Training Artificial Neural Networks

[1]:
from pyaudi import gdual_double as gdual
from pyaudi import sin, cos, tanh
import numpy as np
import matplotlib.pyplot as plt
%matplotlib inline

We define the architecture of the network:

Inputs: 3
Hidden layers: 2 with 5 units/layer
Outputs: 1

We will need the first order derivatives

[2]:
n_units = [3, 5, 5, 1]
order = 1

Definition of parameters

We create symbolic variables for the weights with values drawn from \(\mathcal N(0,1)\)

[3]:
def initialize_weights(n_units, order):

    weights = []

    for layer in range(1, len(n_units)):
        weights.append([])
        for unit in range(n_units[layer]):
            weights[-1].append([])
            for prev_unit in range(n_units[layer-1]):
                symname = 'w_{{({0},{1},{2})}}'.format(layer, unit, prev_unit)
                w = gdual(np.random.randn(), symname , order)
                weights[-1][-1].append(w)

    return weights

weights = initialize_weights(n_units, order)

And for the biases, initialized to 1

[4]:
def initialize_biases(n_units, order):

    biases = []

    for layer in range(1, len(n_units)):
        biases.append([])
        for unit in range(n_units[layer]):
            symname = 'b_{{({0},{1})}}'.format(layer, unit)
            b = gdual(1, symname , order)
            biases[-1].append(b)

    return biases

biases = initialize_biases(n_units, order)

Neural network as a gdual expression

We create a function which output is the expression (gdual) corresponding to the neural network

[5]:
def N_f(inputs, w, b):

    prev_layer_outputs = inputs

    #Hidden layers
    for layer in range(len(weights)):

        this_layer_outputs = []

        for unit in range(len(weights[layer])):

            unit_output = 0
            unit_output += b[layer][unit]

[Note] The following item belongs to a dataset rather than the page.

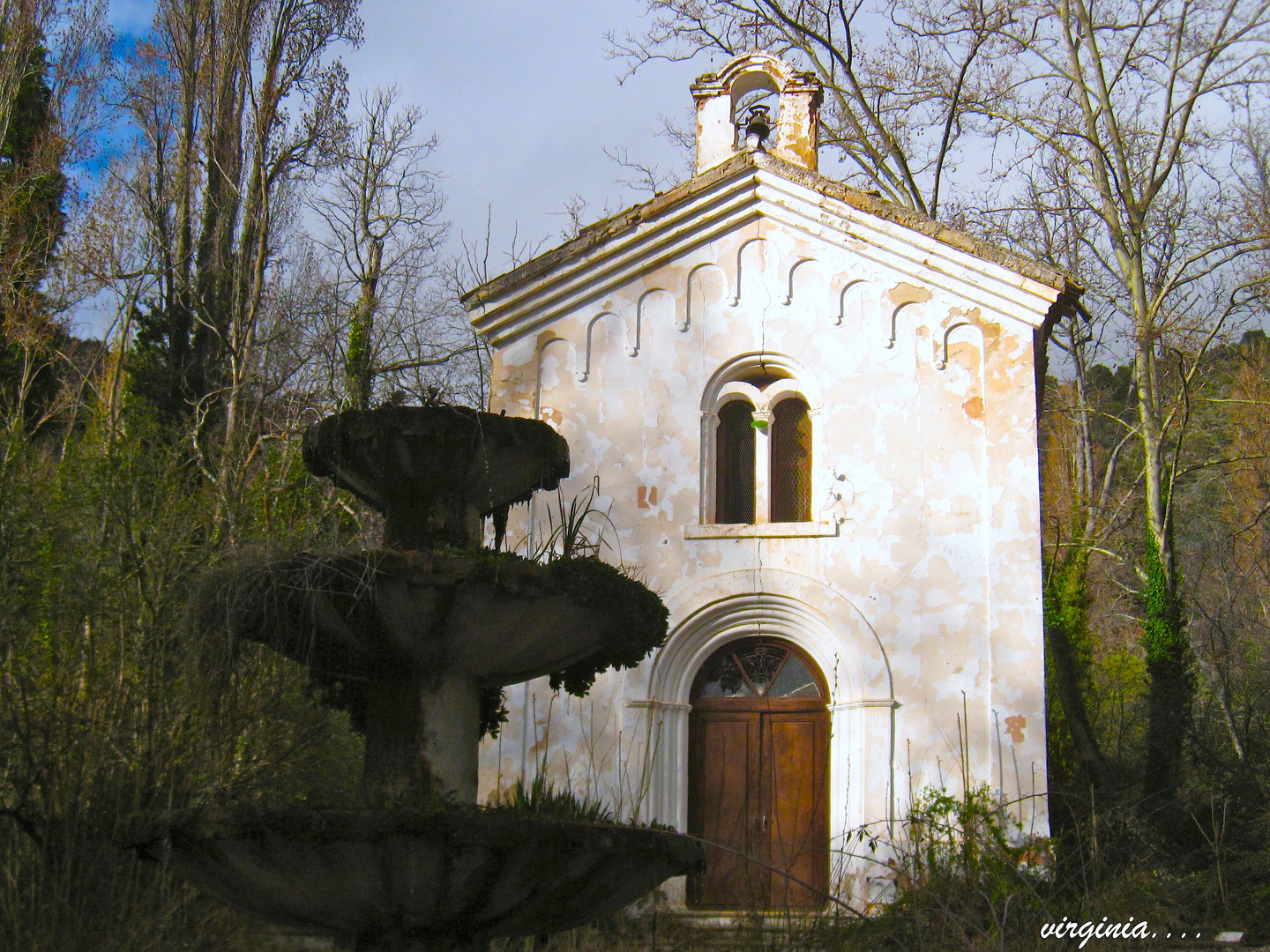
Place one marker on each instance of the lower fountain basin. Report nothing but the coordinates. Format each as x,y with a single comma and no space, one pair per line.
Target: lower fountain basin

            for prev_unit,prev_output in enumerate(prev_layer_outputs):
                unit_output += w[layer][unit][prev_unit] * prev_output

            if layer != len(weights)-1:
                unit_output = tanh(unit_output)

            this_layer_outputs.append(unit_output)

        prev_layer_outputs = this_layer_outputs

    return prev_layer_outputs

The new function can be used to compute the output of the network given any input:

[6]:
x1 = 1
x2 = 2
x3 = 4

N = N_f([x1,x2, x3], weights, biases)[0]
print('N(x) = {0}'.format(N.constant_cf))
#N
N(x) = 2.565934265083211

Loss function

In our case the desired output of the network will be: \(y(\mathcal x)= x_1x_2 + 0.5x_3 +2\)

[7]:
def y_f(x):
    return x[0]*x[1] + 0.5*x[2] + 2

y = y_f([x1,x2,x3])
print('y = {0}'.format(y))
y = 6.0

The training process will seek to minimize a loss function corresponding to the quadratic error.

[8]:
def loss_f(N,y):
    return (N-y)**2

loss = loss_f(N, y)
print('loss = {0}'.format(loss.constant_cf))
#loss
loss = 11.792807471729587

The function loss_f accepts a gdual (N) and a float (y) and the output still a gdual, which will make it possible to compute its derivatives wrt any of the parameters of the network:

[9]:
for symbol in loss.symbol_set[-10:]:
    print(symbol)
w_{(2,4,0)}
w_{(2,4,1)}
w_{(2,4,2)}
w_{(2,4,3)}
w_{(2,4,4)}
w_{(3,0,0)}
w_{(3,0,1)}
w_{(3,0,2)}
w_{(3,0,3)}
w_{(3,0,4)}

Training (Gradient descent)

We update the weights with gradient descent using the first order derivatives of the loss function with respect to the weights (and biases)

[10]:
def GD_update(loss, w, b, lr):

    #Update weights
    for layer in range(len(w)):
        for unit in range(len(w[layer])):
            for prev_unit in range(len(w[layer][unit])):

                weight = w[layer][unit][prev_unit]
                if weight.symbol_set[0] in loss.symbol_set:
                    symbol_idx = loss.symbol_set.index(weight.symbol_set[0])
                    d_idx = [0]*loss.symbol_set_size
                    d_idx[symbol_idx] = 1

                    # eg. if d_idx = [1,0,0,0,...] get get the derivatives of loss wrt
                    # the first symbol (variable) in loss.symbol_set
                    w[layer][unit][prev_unit] -= loss.get_derivative(d_idx) * lr

    #Update biases
    for i in range(len(b)):
        for j in range(len(b[layer])):

                bias = b[layer][unit]
                if bias.symbol_set[0] in loss.symbol_set:
                    symbol_idx = loss.symbol_set.index(bias.symbol_set[0])
                    d_idx = [0]*loss.symbol_set_size
                    d_idx[symbol_idx] = 1
                    b[layer][unit] -= loss.get_derivative(d_idx) * lr

    return w,b

After one GD step the loss function decrases

[11]:
weights, biases = GD_update(loss, weights, biases, 0.01)

N = N_f([x1,x2,x3], weights, biases)[0]
loss = loss_f(N, y)
print('loss = {0}'.format(loss.constant_cf))

loss = 5.648639112617553

Doing the same for several data points

[12]:
X = -1+2*np.random.rand(10,3)
[13]:
loss_history = []

weights = initialize_weights(n_units, order)
biases = initialize_biases(n_units, order)


epochs = 50

for e in range(epochs):

    #Just records the error at the beginning of this step
    epoch_loss = []
    for xi in X:
        N = N_f(xi, weights, biases)[0]
        loss = loss_f(N, y_f(xi))
        epoch_loss.append(loss.constant_cf)

    loss_history.append(np.mean(epoch_loss))

    #Updates the weights
    for xi in X:
        N = N_f(xi, weights, biases)[0]
        loss = loss_f(N, y_f(xi))
        weights, biases = GD_update(loss, weights, biases, 0.001)

print('epoch {0}, training loss: {1}'.format(e, loss_history[-1]))
plt.plot(loss_history)
plt.xlabel('epochs')
plt.ylabel('loss')
epoch 49, training loss: 0.10428705104913479
[13]:
Text(0,0.5,'loss')
../_images/notebooks_example11_28_2.png